Dahhak bin Kays şöyle der:
“Bolluk zamanında Allâh’ı zikredin ki sıkıntılı zamanınızda da Allah sizi hatırlasın. Zira Yûnus -aleyhisselâm- Allah Teâlâ’yı çok zikrederdi. Balığın karnına düşünce de Cenâb-ı Hak onun hakkında şöyle buyurdu:
«Eğer Allâh’ı tesbih edenlerden olmasaydı, tekrar diriltilecekleri güne kadar onun karnında kalırdı.»” (es-Saffat, 143)
İstediğin Zaman Allah’tan İste
Peygamber Efendimiz -sallâllâhu aleyhi ve sellem- şöyle buyurur:
“Allâh’ın lûtfundan isteyin. Zira Allah Teâlâ kendisinden istenilmesinden hoşlanır.” (Tirmizî, Deavât, 116)

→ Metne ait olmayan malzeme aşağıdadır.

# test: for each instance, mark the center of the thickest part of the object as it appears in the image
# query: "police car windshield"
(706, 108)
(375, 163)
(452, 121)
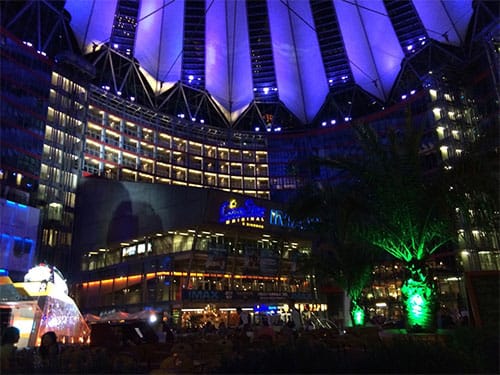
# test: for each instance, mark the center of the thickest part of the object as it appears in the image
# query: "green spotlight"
(358, 315)
(419, 303)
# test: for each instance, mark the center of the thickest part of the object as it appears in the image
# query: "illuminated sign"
(282, 219)
(43, 274)
(248, 214)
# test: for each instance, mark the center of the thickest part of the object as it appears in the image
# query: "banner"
(216, 260)
(252, 261)
(269, 262)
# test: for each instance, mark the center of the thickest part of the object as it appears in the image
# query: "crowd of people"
(178, 350)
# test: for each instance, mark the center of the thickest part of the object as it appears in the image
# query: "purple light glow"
(228, 68)
(445, 21)
(300, 73)
(91, 20)
(158, 43)
(373, 48)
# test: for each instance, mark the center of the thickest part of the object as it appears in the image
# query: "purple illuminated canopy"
(373, 50)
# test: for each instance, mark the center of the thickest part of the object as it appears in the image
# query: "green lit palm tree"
(406, 212)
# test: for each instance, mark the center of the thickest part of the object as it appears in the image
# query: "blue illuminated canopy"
(372, 48)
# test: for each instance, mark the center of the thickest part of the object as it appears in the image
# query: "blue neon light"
(265, 308)
(16, 204)
(230, 210)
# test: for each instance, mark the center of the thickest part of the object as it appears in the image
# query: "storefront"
(179, 249)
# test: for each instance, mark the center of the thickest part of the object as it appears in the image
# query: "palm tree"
(339, 255)
(404, 210)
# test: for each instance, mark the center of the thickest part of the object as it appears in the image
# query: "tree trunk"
(420, 299)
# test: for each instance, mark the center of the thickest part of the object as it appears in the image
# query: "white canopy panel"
(372, 47)
(158, 44)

Kudsî bir hadîs-i şerifte ise, Allah Teâlâ şöyle buyurur:
“Kim Bana duâ etti de Ben ona icâbet etmedim? Kim Ben’den istedi de Ben ona vermedim? Kim Bana istiğfarda bulundu da Ben onu bağışlamadım? Hâlbuki Ben merhametlilerin en merhametlisiyim!”
İstemek; isteyen kişinin güçsüzlüğünü, zayıflığını, ihtiyaç ve fakrını açığa vurması demektir. İstemek, aynı zamanda istekte bulunulan makamın üstünlüğünü, zararları gidermeye, isteği yerine getirmeye, fayda sağlamaya muktedir olduğunu te’yid etmek demektir. Bu mercî de Allah Teâlâ’dan başkası değildir.

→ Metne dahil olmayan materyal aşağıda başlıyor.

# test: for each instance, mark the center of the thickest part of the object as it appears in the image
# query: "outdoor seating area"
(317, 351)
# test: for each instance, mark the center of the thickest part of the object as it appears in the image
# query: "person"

Peygamber Efendimiz -sallâllâhu aleyhi ve sellem-:
“Allah’tan istemeyen kişiye Allah öfkelenir.” buyurmaktadır. (Tirmizî, Duâ, 2)
Yardım Dilemek
“Eğer Allah sana bir zarar dokundursa, onu yine O’ndan başka giderecek yoktur. Şayet sana bir hayır dilerse, O’nun keremini geri çevirecek de yoktur. O, hayrını kullarından dilediğine eriştirir, O bağışlayandır, esirgeyendir.” (Yûnus, 17)

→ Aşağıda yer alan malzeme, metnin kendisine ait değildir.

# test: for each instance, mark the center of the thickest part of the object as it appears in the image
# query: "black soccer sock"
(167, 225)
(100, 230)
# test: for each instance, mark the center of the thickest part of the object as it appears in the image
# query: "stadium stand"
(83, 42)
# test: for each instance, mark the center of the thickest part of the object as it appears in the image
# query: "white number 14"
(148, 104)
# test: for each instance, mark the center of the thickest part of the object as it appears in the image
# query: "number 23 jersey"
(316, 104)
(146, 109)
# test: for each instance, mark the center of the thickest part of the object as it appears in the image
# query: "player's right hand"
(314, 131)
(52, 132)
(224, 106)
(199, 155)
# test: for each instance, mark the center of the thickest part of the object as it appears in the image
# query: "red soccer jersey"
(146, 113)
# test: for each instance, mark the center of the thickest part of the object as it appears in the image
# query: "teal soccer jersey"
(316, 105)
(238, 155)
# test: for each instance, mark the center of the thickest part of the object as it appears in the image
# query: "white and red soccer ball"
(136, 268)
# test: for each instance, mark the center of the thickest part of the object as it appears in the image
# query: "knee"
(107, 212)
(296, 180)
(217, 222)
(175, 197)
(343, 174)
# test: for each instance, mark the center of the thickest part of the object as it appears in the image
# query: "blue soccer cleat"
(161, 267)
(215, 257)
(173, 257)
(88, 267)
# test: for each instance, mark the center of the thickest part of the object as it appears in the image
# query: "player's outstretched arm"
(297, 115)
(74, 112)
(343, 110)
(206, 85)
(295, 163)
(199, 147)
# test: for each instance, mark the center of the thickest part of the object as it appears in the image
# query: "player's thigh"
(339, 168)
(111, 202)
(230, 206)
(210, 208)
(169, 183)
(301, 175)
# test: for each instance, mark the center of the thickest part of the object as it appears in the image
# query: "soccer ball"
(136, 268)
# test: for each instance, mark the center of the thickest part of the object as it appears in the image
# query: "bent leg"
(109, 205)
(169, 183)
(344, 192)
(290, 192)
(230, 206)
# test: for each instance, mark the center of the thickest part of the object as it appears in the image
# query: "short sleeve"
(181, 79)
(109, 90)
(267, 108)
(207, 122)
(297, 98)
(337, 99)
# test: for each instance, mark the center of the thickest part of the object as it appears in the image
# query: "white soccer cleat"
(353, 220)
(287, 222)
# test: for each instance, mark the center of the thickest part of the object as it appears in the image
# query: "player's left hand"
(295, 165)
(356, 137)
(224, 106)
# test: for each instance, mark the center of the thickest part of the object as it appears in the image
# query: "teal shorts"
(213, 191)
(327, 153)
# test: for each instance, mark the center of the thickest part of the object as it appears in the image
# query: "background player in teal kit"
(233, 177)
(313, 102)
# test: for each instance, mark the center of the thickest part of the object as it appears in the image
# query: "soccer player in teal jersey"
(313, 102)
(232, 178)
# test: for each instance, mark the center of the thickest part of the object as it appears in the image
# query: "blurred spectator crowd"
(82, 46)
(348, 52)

Kulun, başına gelen her hâdise için Rabbini tevhid etmesi, bir tek O’na tâatte bulunması ve bir tek O’ndan yardım dilemesi, îmânının kavîliğindendir.
Sabır ve Rızanın Önemi
Bir kimse kendisine takdir edilmiş olan musibetlere karşı sabır gösterirse, bu sabrından dolayı aklının tahayyül edemeyeceği çok büyük hayırlar kazanır.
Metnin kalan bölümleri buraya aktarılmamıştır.